Une valeur réfère soit à un mode de conduite, soit à un but dans l'existence. Par ce fait, il existe deux principales sortes de valeurs[31] :
- les valeurs instrumentales renvoient à un mode de conduite et peuvent être distinguées en deux types, les valeurs morales (généralement avec une composante interpersonnelle, p.ex. être honnête) et les valeurs de compétences (généralement avec une composante intrapersonnelle, p.ex. être logique).
- les valeurs terminales renvoient à un but dans l'existence et peuvent être personnelles (centrées sur soi, p.ex. l'harmonie de l'esprit) ou sociales (centrées sur la société, p.ex. la paix dans le monde). La hiérarchie qui leur est attribuée est liée à l'importance relative que l'on accorde aux valeurs personnelles ou sociales.

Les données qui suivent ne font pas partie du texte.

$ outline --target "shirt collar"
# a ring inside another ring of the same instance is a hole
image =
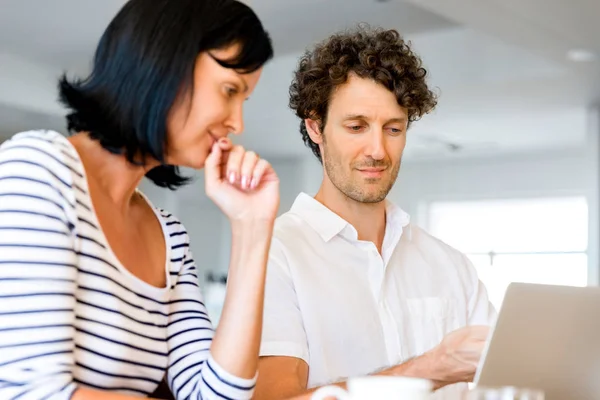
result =
[[[356,229],[342,217],[306,193],[300,193],[290,210],[302,218],[325,242],[337,235],[356,240]],[[401,229],[410,240],[410,216],[400,207],[386,200],[386,233],[389,229]]]

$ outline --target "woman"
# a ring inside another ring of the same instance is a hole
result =
[[[278,179],[232,146],[272,57],[236,0],[131,0],[93,71],[60,82],[65,138],[0,149],[0,398],[126,400],[166,377],[177,399],[248,399],[255,382]],[[213,334],[185,229],[137,191],[203,168],[232,227]]]

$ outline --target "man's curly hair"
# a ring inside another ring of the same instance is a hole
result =
[[[427,87],[421,59],[396,30],[359,25],[356,30],[337,33],[302,56],[290,86],[289,106],[301,119],[302,140],[321,162],[319,146],[308,136],[304,120],[319,121],[323,130],[331,95],[350,73],[373,79],[393,92],[398,104],[407,109],[409,124],[437,104],[437,96]]]

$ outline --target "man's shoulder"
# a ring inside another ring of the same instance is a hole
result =
[[[273,237],[281,242],[287,242],[298,236],[316,234],[312,228],[293,210],[281,214],[275,220]]]

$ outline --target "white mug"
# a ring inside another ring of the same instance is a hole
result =
[[[428,400],[432,384],[426,379],[403,376],[365,376],[348,381],[348,391],[339,386],[317,390],[312,400],[334,397],[338,400]]]

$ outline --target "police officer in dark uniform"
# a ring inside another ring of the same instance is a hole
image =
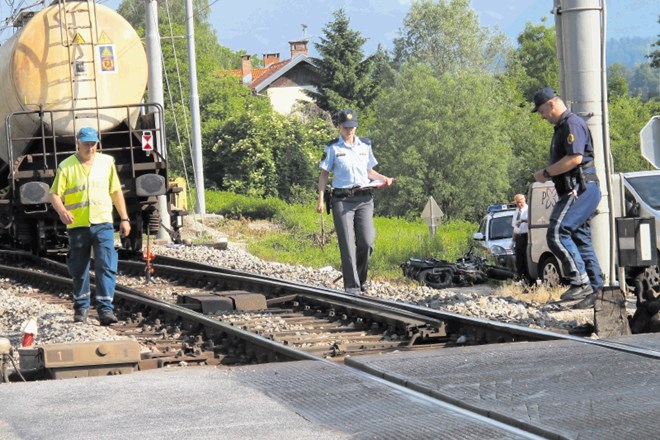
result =
[[[391,185],[393,179],[376,172],[371,141],[355,135],[357,114],[342,110],[337,116],[339,137],[325,146],[319,168],[318,203],[323,212],[325,187],[332,172],[332,218],[337,231],[344,289],[359,295],[367,289],[367,268],[374,250],[373,181]],[[366,187],[365,187],[366,186]]]
[[[534,178],[539,182],[552,179],[559,197],[550,215],[547,239],[571,282],[561,299],[580,299],[574,308],[589,308],[603,288],[589,224],[601,199],[591,133],[550,87],[536,92],[532,111],[555,126],[550,165],[536,171]]]

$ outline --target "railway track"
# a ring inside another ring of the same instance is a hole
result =
[[[61,293],[66,266],[23,252],[3,252],[0,273]],[[115,303],[120,334],[149,347],[143,368],[176,363],[249,364],[419,350],[456,345],[572,339],[634,351],[622,344],[466,317],[378,298],[351,296],[258,274],[159,257],[144,282],[145,263],[122,259]],[[29,267],[29,269],[21,268]],[[40,270],[36,270],[40,269]],[[136,281],[137,280],[137,281]],[[158,298],[158,285],[169,298]],[[70,304],[67,298],[60,298]]]
[[[51,301],[70,304],[70,299],[61,294],[70,290],[62,263],[20,252],[0,254],[5,263],[0,265],[0,274],[56,293],[50,295]],[[660,359],[660,351],[630,344],[527,329],[377,298],[353,297],[332,289],[177,259],[159,260],[167,264],[153,266],[151,282],[144,280],[143,262],[120,263],[120,278],[126,282],[117,287],[115,301],[120,322],[112,328],[149,347],[149,354],[140,361],[141,369],[295,360],[336,364],[346,360],[345,365],[359,368],[364,374],[407,388],[405,377],[385,377],[378,370],[364,370],[356,356],[393,350],[568,339]],[[157,293],[161,289],[165,292],[163,298]],[[250,308],[253,310],[245,310]],[[353,365],[355,362],[358,364]],[[455,405],[477,417],[482,414],[479,408],[469,404],[446,400],[432,388],[414,385],[410,390],[402,390],[399,388],[399,392],[410,393],[414,398],[419,398],[420,393],[430,396],[431,400]],[[499,413],[482,416],[497,423],[511,422]],[[517,422],[511,426],[521,428]],[[530,438],[555,435],[554,431],[535,423],[522,426],[522,430]]]

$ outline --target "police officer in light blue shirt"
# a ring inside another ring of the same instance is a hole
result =
[[[378,164],[371,141],[355,135],[357,114],[342,110],[337,117],[339,137],[328,143],[319,168],[318,203],[322,213],[328,176],[332,178],[332,218],[337,231],[341,271],[346,292],[359,295],[367,289],[367,269],[374,250],[373,190],[389,186],[393,179],[373,169]]]

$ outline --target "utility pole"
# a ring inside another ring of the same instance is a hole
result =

Selon Rokeach, augmenter l'importance d'une valeur sociale amène à augmenter l'importance des autres valeurs sociales et à diminuer celles des valeurs personnelles.
L'inventaire des valeurs
Afin de mesurer les priorités des valeurs de chacun, Rokeach a élaboré un inventaire des valeurs (RVS-Rokeach Value Survey) qui se présente sous la forme de deux listes de valeurs. La première liste consiste en 18 valeurs terminales (comme l'égalité ou le bonheur), qu'il faut classer selon l'importance qu'on lui attribue personnellement. Ensuite, suit une liste avec 18 valeurs instrumentales (comme ambitieux ou obéissant) qu'il faut classer de la même manière. Par rapport aux autres inventaires qui existaient jusqu'à présent, celui-ci est beaucoup plus simple, car il ne propose que 36 valeurs avec une description brève.
Hofstede (1980, 1991)
Geert Hofstede est un psychologue hollandais, qui a eu beaucoup d’influence sur la psychologie interculturelle comparative depuis les années 1970 jusqu'aujourd’hui[7]. Hofstede, s'intéresse à l’influence de la culture sur la psychologie. Pour lui, la culture est une programmation mentale[7]. Il la définit comme « la programmation collective de l'esprit qui distingue les membres d’un groupe ou d’une catégorie de personnes par rapport à l'autre »[32]. Selon Hofstede, les différences culturelles peuvent, suivant le contexte, aboutir à des malentendus et ainsi venir altérer les relations interculturelles[7].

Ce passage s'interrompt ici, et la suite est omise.